This article was written in collaboration with Amadeus QUIAOIT and Rhon Ethelbert DUCOS. Amadeus is a research associate of IDSC. His research interests are defense technologies, joint warfighting, grand strategy, and military affairs in international relations. Rhon is a research associate of IDSC. His research interests are land warfare, special operations, strategic intelligence, and military affairs in international relations.
Early this year of 2024, Manila will own the Indian Brahmaputra and Russian Moskova or BrahMos missile system worth $374.96 million. New Delhi’s assurance of timely delivery for the three batteries of the Indian-Russian made supersonic cruise weaponries and shore-based anti-ship missiles to fortify the Southeast Asian nation’s contested West Philippine Sea, known as one of the world’s longest coastlines.
In 2022, the Armed Forces of the Philippines (AFP) confirmed the acquisition of New Delhi-Moscow made BrahMos ballistic missiles, officially becoming the first foreign nation to acquire the potent supersonic anti-ship missile, strengthening its naval abilities to safeguard its sovereign claims in the South China Sea. Once delivered in Manila, the Philippines will automatically join the ranks of Indonesia and Vietnam that possess sophisticated military hardware in the dynamic region of maritime Southeast Asia.
The archipelagic Philippines faces numerous security challenges in safeguarding its territorial integrity and maritime interests. In recent years, Manila has actively sought to bolster its external defense capabilities, considering the acquisition of BrahMos supersonic cruise missiles, a move that signifies a significant leap in its military capability and prevention from Chinese aggression and frequent collision of coast guard vessels at sea.
The BrahMos missile system is renowned for its speed, precision, and versatility. Its acquisition by the Philippines holds the promise of enhancing the country’s deterrence against potential threats, particularly in the contested South China Sea, where overlapping territorial claims have sparked strains among several nations.
However, while the efficacy of BrahMos missiles in bolstering defense is undisputed, the financial implications of acquiring and maintaining such a state-of-the-art defense system must be thoroughly examined. The cost associated with procuring and integrating these missiles into the Philippines’ defense infrastructure presents a considerable challenge.
Firstly, the procurement cost of BrahMos missiles is substantially new for military modernization. The intricacy and technology embedded within these missiles command a high price tag.

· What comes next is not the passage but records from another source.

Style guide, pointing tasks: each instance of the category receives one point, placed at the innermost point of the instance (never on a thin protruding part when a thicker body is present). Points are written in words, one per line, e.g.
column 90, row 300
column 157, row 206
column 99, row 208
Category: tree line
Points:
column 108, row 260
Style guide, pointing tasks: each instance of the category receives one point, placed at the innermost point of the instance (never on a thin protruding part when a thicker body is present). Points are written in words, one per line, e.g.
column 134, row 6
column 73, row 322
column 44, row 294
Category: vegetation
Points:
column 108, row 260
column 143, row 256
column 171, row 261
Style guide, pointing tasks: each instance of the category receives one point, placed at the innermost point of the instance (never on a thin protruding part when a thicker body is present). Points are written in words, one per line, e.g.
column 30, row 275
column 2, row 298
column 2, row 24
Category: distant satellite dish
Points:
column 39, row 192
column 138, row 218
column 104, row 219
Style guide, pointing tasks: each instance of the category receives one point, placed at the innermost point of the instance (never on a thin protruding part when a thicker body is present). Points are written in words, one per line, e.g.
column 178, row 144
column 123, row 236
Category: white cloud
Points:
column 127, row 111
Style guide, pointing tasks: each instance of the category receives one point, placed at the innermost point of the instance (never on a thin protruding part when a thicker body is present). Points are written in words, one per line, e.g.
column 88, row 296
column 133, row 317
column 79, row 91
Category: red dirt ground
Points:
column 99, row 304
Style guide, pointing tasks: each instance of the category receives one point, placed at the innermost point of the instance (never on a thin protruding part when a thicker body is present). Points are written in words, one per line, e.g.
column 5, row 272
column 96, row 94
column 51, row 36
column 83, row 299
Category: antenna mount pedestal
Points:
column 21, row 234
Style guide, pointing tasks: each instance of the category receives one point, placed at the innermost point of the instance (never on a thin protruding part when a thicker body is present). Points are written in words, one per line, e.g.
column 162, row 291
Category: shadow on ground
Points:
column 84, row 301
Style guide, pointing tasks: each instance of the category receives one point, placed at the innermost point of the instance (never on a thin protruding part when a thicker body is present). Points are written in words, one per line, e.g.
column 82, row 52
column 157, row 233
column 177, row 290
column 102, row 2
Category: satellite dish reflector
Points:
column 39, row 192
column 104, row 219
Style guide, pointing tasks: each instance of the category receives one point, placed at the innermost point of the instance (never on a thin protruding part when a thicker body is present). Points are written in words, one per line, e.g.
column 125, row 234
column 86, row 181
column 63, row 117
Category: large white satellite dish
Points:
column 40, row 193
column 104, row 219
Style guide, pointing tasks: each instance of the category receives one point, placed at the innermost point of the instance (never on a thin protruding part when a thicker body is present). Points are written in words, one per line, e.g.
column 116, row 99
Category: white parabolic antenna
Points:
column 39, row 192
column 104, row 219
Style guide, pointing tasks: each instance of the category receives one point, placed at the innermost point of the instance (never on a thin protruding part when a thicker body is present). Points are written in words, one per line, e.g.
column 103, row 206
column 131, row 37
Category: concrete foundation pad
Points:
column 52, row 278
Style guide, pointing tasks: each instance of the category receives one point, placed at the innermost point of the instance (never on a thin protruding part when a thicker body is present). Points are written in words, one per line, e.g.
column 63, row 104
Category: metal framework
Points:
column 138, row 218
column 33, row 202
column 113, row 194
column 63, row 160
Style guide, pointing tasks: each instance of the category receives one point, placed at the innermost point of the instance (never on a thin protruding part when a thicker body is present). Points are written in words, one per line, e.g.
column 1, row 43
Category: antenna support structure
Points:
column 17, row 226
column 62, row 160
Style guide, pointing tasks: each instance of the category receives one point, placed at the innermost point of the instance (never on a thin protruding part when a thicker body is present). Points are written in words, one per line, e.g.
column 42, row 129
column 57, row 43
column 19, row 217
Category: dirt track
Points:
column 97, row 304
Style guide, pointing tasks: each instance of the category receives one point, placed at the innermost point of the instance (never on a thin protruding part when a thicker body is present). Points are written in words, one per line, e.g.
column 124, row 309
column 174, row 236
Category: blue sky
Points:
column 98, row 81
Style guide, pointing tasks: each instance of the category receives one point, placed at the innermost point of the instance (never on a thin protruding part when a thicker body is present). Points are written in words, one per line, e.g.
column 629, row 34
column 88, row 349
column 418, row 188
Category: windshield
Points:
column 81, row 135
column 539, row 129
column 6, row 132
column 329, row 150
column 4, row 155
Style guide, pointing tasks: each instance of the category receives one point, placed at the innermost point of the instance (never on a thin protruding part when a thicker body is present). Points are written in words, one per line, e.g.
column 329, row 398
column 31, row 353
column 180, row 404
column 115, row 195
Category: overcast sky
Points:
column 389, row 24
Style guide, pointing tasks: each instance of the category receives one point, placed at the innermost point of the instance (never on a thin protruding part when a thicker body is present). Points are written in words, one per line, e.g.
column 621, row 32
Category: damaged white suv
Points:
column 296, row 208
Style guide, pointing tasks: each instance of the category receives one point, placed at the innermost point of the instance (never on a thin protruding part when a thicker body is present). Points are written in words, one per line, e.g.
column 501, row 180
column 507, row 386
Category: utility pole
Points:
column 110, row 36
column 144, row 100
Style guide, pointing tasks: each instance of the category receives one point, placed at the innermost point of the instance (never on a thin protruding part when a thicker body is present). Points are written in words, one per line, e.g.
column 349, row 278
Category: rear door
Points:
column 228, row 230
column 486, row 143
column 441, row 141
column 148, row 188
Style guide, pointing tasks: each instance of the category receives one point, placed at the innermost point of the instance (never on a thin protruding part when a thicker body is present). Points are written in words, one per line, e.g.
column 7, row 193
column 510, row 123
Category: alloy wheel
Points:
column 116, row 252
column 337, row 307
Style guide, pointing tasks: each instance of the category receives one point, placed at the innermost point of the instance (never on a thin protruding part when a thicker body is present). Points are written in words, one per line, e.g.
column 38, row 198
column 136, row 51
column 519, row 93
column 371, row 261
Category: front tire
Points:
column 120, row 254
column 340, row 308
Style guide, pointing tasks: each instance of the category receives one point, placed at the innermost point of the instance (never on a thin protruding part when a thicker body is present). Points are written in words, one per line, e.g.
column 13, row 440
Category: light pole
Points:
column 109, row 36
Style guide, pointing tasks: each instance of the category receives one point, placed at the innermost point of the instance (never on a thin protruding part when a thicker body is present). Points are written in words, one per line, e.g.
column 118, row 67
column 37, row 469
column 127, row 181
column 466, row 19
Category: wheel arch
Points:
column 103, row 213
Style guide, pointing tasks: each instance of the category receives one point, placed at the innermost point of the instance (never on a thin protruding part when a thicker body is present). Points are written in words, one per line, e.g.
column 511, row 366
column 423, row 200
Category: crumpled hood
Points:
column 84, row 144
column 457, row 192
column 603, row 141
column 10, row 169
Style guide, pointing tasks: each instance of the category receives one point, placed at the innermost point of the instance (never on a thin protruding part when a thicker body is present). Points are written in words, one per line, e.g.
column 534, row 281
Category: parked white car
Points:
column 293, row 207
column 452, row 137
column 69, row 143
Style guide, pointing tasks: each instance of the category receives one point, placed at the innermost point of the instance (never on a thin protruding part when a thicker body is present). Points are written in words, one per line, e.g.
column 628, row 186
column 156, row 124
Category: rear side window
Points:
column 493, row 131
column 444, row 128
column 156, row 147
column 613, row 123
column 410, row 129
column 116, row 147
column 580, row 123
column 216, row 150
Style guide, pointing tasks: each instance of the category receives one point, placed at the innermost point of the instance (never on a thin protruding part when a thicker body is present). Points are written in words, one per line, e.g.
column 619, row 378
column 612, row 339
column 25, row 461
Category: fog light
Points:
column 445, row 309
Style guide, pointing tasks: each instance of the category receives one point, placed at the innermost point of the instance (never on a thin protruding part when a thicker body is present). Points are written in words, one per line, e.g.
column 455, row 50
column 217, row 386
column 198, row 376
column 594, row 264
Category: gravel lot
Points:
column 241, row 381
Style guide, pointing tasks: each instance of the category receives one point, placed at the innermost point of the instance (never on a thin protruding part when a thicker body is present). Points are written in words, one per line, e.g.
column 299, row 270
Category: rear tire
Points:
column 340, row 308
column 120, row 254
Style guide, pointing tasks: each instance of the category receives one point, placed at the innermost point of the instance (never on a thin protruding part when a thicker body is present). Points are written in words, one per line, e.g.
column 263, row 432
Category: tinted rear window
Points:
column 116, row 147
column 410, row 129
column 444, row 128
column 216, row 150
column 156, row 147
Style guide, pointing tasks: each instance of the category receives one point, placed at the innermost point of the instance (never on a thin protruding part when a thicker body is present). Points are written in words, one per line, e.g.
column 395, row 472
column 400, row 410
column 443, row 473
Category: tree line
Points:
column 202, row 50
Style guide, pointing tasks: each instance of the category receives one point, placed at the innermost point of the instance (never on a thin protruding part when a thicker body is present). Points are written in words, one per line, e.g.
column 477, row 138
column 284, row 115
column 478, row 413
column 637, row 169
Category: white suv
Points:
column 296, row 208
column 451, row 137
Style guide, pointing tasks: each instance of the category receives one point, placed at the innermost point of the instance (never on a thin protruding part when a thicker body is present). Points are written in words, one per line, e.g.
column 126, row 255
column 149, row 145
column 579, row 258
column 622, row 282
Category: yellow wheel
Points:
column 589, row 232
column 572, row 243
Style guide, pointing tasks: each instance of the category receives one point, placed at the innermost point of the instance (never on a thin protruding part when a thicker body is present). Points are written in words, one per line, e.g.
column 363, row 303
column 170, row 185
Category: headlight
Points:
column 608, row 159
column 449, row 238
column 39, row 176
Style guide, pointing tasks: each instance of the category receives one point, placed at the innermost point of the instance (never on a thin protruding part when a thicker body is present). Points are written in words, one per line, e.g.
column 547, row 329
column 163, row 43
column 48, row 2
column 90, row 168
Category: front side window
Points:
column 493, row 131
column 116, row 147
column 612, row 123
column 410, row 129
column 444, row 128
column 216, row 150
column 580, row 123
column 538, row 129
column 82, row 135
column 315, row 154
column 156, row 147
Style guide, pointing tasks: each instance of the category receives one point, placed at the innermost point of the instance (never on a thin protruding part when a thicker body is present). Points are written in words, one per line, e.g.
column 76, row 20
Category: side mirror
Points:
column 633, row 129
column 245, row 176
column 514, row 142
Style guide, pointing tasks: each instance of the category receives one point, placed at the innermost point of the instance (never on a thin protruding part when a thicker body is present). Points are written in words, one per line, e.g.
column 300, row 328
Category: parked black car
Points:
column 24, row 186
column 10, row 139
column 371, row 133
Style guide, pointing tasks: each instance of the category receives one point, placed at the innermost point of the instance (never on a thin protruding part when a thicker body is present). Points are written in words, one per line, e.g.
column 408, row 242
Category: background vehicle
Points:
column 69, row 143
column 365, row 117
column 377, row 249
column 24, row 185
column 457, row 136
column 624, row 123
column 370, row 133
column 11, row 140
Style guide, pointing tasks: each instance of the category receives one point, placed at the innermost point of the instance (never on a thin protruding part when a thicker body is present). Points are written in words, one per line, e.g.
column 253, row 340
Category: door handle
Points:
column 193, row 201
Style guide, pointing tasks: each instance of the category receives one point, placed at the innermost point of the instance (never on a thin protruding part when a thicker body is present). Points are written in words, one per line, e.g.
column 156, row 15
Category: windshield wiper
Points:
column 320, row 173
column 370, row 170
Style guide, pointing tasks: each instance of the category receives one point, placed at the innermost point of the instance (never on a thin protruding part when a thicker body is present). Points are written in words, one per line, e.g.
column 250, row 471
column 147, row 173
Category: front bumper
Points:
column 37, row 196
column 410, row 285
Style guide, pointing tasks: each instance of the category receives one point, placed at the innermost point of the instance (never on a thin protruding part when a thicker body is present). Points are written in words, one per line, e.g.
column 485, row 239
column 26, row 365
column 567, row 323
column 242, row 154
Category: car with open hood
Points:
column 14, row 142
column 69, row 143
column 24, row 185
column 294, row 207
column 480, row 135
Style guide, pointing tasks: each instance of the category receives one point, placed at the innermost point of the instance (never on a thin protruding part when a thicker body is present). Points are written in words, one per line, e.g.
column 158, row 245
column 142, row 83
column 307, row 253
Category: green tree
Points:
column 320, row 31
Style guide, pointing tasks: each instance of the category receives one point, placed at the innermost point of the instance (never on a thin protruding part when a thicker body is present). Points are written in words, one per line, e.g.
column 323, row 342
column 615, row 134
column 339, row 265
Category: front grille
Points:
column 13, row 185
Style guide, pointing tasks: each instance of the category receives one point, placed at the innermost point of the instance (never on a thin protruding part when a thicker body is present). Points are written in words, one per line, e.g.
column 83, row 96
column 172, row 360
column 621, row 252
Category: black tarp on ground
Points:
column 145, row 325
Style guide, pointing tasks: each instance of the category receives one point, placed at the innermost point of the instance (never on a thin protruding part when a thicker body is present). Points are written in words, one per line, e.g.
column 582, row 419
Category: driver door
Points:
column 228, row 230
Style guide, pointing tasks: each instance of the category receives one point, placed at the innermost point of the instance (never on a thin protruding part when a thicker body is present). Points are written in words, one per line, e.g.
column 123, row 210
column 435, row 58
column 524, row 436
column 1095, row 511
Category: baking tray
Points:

The Philippines, a developing nation with budgetary constraints, must allocate a significant portion of its defense budget to fund the purchase of these advanced weapons. Moreover, the ongoing maintenance, training, and infrastructure development required to support the BrahMos system add to the long-term financial commitment.
Secondly, the geopolitical implications of such a purchase warrant careful consideration. The acquisition of BrahMos missiles could potentially alter regional power dynamics, prompting reactions from neighboring countries and affecting diplomatic relations. By maneuvering through these diplomatic complexities and while addressing national security concerns, it becomes a critical balancing act for Manila with Beijing to lessen the tension in the South China Sea.
Lastly, as an emergent regional middle power, the cost of BrahMos missiles is potent enough to enhance Manila’s external defense capabilities. In fulfillment for the second leg of the revitalized AFP modernization program, these expensive assets may or may not fit into the greater joint warfighting concept of the armed forces.
Nevertheless, despite the financial burden and diplomatic intricacies, investing in the BrahMos missile system is a credible risk in itself and could offer tangible benefits for the Philippines’ defense strategy. The missiles’ unparalleled speed and accuracy could serve as a credible deterrent, frightening potential aggressors and bolstering the country’s thirst for defensive capabilities.
Moreover, the acquisition of BrahMos missiles as public investment might serve as a force multiplier, strengthening alliances with countries that possess or operate similar defense systems in the region. Collaborative training programs and interoperability with other nations could enhance the Philippines’ overall defense posture that contribute to regional stability.
Decision-makers must weigh the financial investment against the enhanced security and strategic advantages these missiles offer. Alternative defense strategies including pooling resources to modify the Landpower Maneuver Concept to better address, consolidate resources for submarine, and surface vessel acquisitions for Archipelagic Naval Strategy, and enhance the integrated Air Defense Systems, should also be explored to complement the acquisition of the BrahMos system for territorial defense acquisition. Hence, the Philippines calls to re-think its national defense strategy to achieve effective national security strategy.
Ultimately, while the cost of BrahMos missiles poses a fiscal challenge, their potential in augmenting the Philippines’ defense capabilities cannot be overlooked. Striking a balance between strengthening national security and prudent financial management remains paramount as Manila navigates its external defense strategy in a region fraught with geopolitical complexities. As such, a holistic approach considering both the costs and benefits is essential in determining the optimal path forward for Manila’s defense modernization efforts.